The "Smallville" actress has said her involvement in the group was "the biggest mistake and greatest regret of my life."
Image: Allison Mack
Allison Mack, center, leaves federal court with her mother, Mindy Mack, after being sentenced on June 30, 2021, in New York.Mary Altaffer / AP

A federal judge Wednesday sentenced "Smallville" actress Allison Mack to three years in prison for her role in a purported self-help group that prosecutors say doubled as a secret sex cult.

Mack pleaded guilty in 2019 to various crimes, including extortion and forced labor, when she was a high-ranking member of NXIVM, the upstate New York group led by Keith Raniere, who is now serving a 120-year prison sentence.

Mack appeared before U.S. District Count Judge Nicholas Garaufis in Brooklyn to learn her fate.

Based on federal sentencing guidelines, Mack faced 14 to 17 1/2 years behind bars, though prosecutors said the actress deserved less time because of her cooperation with investigators.

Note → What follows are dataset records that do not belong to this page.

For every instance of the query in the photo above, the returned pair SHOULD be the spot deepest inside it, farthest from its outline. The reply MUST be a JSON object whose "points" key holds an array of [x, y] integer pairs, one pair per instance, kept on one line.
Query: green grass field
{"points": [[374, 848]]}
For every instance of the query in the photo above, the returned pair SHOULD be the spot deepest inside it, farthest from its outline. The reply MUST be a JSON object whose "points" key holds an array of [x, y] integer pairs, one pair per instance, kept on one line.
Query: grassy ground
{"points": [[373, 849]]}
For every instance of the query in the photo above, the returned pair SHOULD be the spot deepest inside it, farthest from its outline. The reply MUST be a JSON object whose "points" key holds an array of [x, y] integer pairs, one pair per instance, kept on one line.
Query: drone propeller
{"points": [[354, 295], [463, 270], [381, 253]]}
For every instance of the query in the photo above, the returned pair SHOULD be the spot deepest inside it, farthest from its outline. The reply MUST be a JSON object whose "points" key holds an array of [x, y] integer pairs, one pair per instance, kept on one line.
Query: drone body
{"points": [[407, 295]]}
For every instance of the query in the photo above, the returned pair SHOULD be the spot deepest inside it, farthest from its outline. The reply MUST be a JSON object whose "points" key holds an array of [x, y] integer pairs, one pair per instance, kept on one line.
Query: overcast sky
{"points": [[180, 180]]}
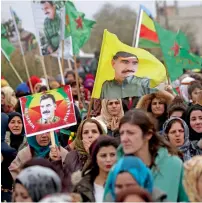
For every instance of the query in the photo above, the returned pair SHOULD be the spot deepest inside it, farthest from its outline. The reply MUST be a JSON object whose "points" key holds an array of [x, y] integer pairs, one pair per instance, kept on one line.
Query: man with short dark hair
{"points": [[125, 83], [47, 108], [52, 25]]}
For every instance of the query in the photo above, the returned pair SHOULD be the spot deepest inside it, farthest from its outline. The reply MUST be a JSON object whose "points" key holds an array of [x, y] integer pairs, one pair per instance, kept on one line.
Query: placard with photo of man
{"points": [[49, 18], [48, 111]]}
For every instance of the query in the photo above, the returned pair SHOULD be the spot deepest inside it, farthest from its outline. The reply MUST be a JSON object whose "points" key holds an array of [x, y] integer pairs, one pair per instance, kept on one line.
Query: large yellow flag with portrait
{"points": [[149, 66]]}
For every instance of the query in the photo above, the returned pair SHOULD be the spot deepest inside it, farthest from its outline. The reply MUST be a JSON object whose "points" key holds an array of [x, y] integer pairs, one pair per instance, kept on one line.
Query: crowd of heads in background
{"points": [[122, 153]]}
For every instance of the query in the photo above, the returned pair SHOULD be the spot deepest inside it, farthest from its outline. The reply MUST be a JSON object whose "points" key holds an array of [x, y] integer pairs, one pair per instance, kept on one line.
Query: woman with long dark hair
{"points": [[156, 104], [139, 138], [16, 138], [176, 131], [103, 157], [77, 160]]}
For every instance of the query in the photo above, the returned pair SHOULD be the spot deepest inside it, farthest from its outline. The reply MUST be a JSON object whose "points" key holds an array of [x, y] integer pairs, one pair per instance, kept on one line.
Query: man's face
{"points": [[49, 10], [47, 108], [125, 67]]}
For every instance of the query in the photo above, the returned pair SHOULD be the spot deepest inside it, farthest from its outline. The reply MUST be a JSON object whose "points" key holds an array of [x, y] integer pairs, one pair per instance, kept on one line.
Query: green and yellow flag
{"points": [[6, 47], [77, 26], [175, 48]]}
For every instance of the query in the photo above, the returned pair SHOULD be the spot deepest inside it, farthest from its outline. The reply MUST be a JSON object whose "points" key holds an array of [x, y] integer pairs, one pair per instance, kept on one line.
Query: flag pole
{"points": [[90, 107], [77, 79], [46, 77], [18, 76], [69, 64], [63, 48], [61, 71], [22, 52], [11, 65], [44, 71], [136, 26], [138, 29]]}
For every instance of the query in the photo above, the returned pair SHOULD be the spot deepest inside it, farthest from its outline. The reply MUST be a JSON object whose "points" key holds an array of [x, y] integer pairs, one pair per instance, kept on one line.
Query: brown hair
{"points": [[156, 96], [78, 141], [142, 119], [134, 191], [193, 86], [177, 104]]}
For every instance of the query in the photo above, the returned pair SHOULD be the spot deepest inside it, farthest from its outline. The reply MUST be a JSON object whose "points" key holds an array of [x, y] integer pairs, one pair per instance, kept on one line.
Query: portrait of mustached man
{"points": [[47, 108], [52, 25], [125, 83]]}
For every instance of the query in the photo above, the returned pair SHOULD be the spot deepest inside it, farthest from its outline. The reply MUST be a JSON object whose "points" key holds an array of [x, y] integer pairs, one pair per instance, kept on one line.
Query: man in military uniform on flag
{"points": [[47, 108]]}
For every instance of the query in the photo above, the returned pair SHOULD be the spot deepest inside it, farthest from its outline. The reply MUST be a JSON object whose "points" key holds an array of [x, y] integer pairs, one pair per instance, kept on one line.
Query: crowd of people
{"points": [[123, 151]]}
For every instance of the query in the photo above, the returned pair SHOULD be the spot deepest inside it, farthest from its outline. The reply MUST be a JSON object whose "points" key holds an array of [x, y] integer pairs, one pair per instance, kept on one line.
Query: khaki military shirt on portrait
{"points": [[131, 87]]}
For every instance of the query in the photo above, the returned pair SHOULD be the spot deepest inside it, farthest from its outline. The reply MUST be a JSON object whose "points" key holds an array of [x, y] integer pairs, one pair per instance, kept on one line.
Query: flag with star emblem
{"points": [[175, 48], [48, 111], [77, 26], [6, 47]]}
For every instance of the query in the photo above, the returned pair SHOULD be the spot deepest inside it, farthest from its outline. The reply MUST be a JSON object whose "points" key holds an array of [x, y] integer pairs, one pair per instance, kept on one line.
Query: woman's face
{"points": [[15, 125], [176, 134], [194, 94], [199, 186], [37, 87], [106, 158], [90, 132], [43, 139], [131, 138], [177, 114], [2, 98], [134, 198], [157, 107], [196, 120], [74, 90], [114, 107], [124, 181], [21, 194], [70, 77]]}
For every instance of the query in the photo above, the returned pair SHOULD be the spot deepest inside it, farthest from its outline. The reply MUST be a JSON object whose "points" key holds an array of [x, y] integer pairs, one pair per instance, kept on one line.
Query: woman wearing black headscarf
{"points": [[8, 155], [17, 138]]}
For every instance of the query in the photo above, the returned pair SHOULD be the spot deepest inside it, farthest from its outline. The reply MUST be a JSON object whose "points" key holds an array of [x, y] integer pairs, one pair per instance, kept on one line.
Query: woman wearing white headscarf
{"points": [[111, 114]]}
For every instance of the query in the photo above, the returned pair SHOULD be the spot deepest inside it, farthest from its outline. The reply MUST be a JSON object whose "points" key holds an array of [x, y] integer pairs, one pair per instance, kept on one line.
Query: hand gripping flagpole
{"points": [[11, 65], [22, 52]]}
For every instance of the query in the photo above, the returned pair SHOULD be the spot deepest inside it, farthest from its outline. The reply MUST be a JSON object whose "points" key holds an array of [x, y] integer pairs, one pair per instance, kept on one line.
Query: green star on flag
{"points": [[6, 47], [175, 48], [77, 27]]}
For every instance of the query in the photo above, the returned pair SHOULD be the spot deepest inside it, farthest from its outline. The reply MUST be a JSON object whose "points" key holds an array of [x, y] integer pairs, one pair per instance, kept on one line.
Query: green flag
{"points": [[170, 49], [6, 47], [77, 27], [175, 48]]}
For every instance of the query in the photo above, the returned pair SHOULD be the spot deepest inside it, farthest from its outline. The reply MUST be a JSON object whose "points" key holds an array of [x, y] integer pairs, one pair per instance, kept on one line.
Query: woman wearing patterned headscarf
{"points": [[17, 138], [193, 179], [176, 132], [111, 114], [89, 130], [34, 183], [39, 146], [130, 171]]}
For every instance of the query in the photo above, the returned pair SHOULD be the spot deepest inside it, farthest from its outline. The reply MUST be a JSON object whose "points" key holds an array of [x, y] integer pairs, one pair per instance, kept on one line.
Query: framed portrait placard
{"points": [[48, 111]]}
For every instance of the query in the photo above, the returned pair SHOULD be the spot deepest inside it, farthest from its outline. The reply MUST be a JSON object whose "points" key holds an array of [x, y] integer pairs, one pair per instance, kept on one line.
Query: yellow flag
{"points": [[149, 66]]}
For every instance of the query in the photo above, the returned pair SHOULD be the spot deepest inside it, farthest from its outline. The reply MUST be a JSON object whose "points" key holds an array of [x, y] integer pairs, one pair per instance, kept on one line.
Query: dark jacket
{"points": [[63, 134], [73, 163], [8, 154], [85, 189]]}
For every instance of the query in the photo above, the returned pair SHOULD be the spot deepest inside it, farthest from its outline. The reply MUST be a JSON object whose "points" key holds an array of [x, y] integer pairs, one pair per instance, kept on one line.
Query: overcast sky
{"points": [[24, 11]]}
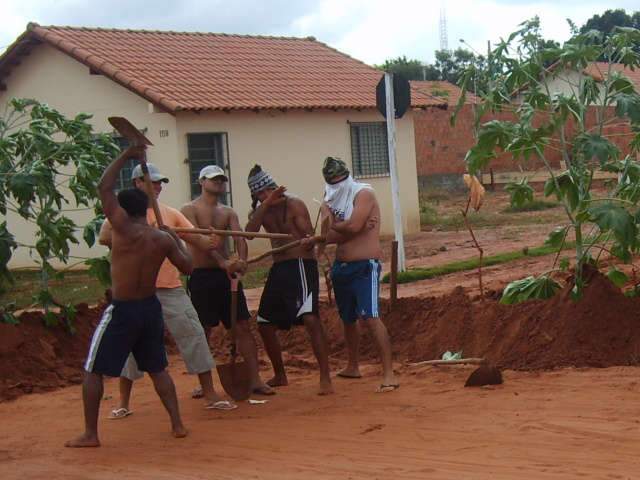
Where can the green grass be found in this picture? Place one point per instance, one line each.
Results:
(80, 287)
(416, 274)
(255, 277)
(76, 287)
(533, 206)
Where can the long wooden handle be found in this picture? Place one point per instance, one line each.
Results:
(150, 193)
(283, 248)
(233, 233)
(462, 361)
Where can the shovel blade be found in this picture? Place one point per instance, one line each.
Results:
(235, 380)
(484, 375)
(125, 128)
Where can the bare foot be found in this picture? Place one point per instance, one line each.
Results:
(179, 432)
(278, 381)
(326, 388)
(263, 389)
(212, 398)
(350, 373)
(83, 441)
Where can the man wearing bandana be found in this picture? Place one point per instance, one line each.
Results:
(352, 221)
(290, 296)
(209, 284)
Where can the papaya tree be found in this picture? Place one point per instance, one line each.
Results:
(49, 167)
(561, 101)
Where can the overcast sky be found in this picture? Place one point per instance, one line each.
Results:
(370, 30)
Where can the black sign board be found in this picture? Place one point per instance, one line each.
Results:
(401, 96)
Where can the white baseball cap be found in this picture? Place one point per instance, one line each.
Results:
(212, 171)
(154, 173)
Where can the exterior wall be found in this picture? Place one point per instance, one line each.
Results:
(292, 146)
(441, 148)
(65, 84)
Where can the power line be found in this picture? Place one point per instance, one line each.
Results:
(444, 38)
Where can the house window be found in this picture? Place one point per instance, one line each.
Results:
(207, 149)
(369, 150)
(124, 177)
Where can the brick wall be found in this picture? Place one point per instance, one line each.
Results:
(441, 148)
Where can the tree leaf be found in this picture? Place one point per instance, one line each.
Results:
(593, 145)
(568, 189)
(520, 192)
(529, 288)
(612, 217)
(556, 237)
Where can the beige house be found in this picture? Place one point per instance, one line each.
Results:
(285, 103)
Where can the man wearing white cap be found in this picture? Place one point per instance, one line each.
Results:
(209, 284)
(179, 315)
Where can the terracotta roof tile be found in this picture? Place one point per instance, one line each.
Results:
(437, 93)
(206, 71)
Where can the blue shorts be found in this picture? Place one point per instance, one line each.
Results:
(357, 288)
(134, 326)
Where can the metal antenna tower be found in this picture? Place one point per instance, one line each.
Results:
(444, 38)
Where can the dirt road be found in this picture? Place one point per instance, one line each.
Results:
(563, 424)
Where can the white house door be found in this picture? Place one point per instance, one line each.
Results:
(208, 149)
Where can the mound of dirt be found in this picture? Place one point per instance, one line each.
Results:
(603, 329)
(34, 358)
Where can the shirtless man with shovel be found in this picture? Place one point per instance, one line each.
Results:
(133, 321)
(209, 284)
(180, 316)
(290, 296)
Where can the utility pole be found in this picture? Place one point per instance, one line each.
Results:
(393, 169)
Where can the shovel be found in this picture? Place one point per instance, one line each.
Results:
(235, 376)
(135, 137)
(485, 374)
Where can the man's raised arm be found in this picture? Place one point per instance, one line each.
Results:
(107, 185)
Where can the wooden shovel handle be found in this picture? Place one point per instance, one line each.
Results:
(234, 315)
(233, 233)
(150, 193)
(462, 361)
(283, 248)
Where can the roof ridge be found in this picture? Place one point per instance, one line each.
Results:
(103, 65)
(170, 32)
(345, 54)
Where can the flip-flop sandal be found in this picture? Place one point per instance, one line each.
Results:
(197, 393)
(119, 413)
(263, 391)
(388, 388)
(221, 405)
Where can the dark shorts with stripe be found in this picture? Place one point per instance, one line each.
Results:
(357, 288)
(290, 293)
(210, 291)
(134, 326)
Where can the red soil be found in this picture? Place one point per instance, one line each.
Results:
(601, 330)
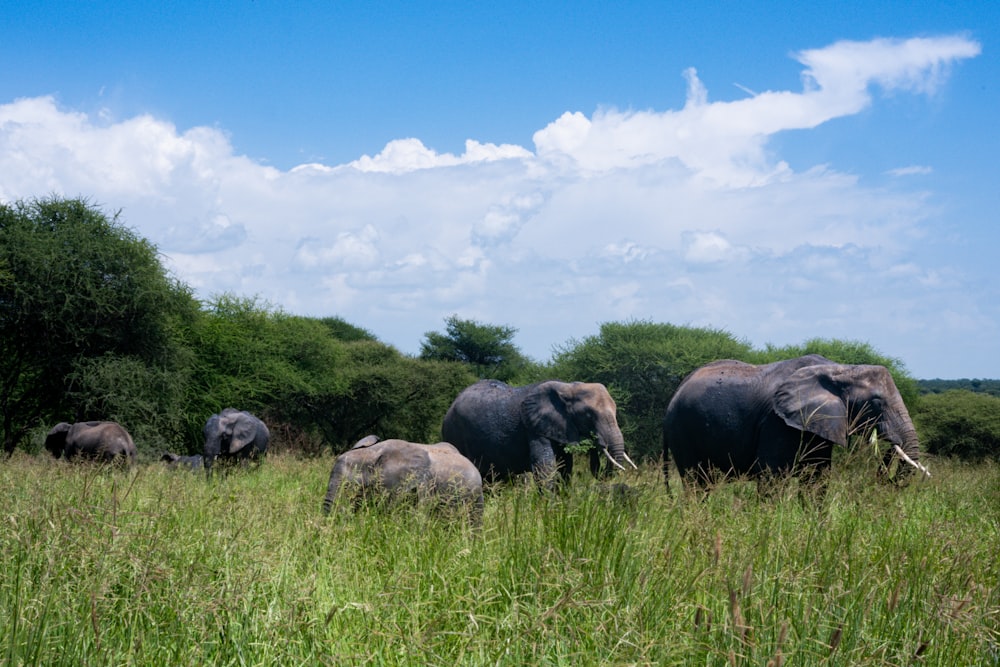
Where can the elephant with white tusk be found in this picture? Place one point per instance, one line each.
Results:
(508, 430)
(732, 418)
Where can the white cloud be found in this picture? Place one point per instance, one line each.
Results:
(912, 170)
(679, 215)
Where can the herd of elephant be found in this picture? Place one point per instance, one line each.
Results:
(726, 419)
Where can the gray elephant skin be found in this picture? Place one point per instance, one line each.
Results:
(234, 435)
(178, 461)
(396, 468)
(102, 441)
(733, 418)
(506, 431)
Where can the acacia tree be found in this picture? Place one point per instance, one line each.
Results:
(642, 363)
(77, 289)
(488, 349)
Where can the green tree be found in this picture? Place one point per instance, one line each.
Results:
(488, 349)
(77, 287)
(642, 363)
(960, 423)
(848, 352)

"She cannot undo what has been done, and she will have to live with the regret for the rest of her life," Mack's lawyers said in a court filing last week. "But Ms. Mack still holds the potential to be valuable to society — as a family member, as a friend, as a helper to those in need and as a cautionary tale."

Also in last week's filing, Mack, 38, said she understands the physical and emotional pain she inflicted on cult victims.

"I have experienced overwhelming shame as I have worked to accept and understand all that went on and all that I chose," Mack wrote.

Devoting "my loyalty, my resources, and, ultimately, my life to" Raniere, she said, "was the biggest mistake and greatest regret of my life."

"I am sorry to those of you that I brought into NXIVM," Mack continued. "I am sorry I ever exposed you to the nefarious and emotionally abusive schemes of a twisted man. I am sorry that I encouraged you to use your resources to participate in something that was ultimately so ugly."

Former NXIVM members have told investigators how Raniere established the secret sorority within NXIVM in which women were kept on starvation diets, branded with his initials and ordered to have sex with him.

Mack and other group leaders used nude photos and other compromising material to pressure members into complying, prosecutors have said.

Mack is best known for her work in "Smallville," which ran on the WB and then the CW networks from 2001 to 2011, playing Chloe Sullivan, the close friend to young Clark Kent.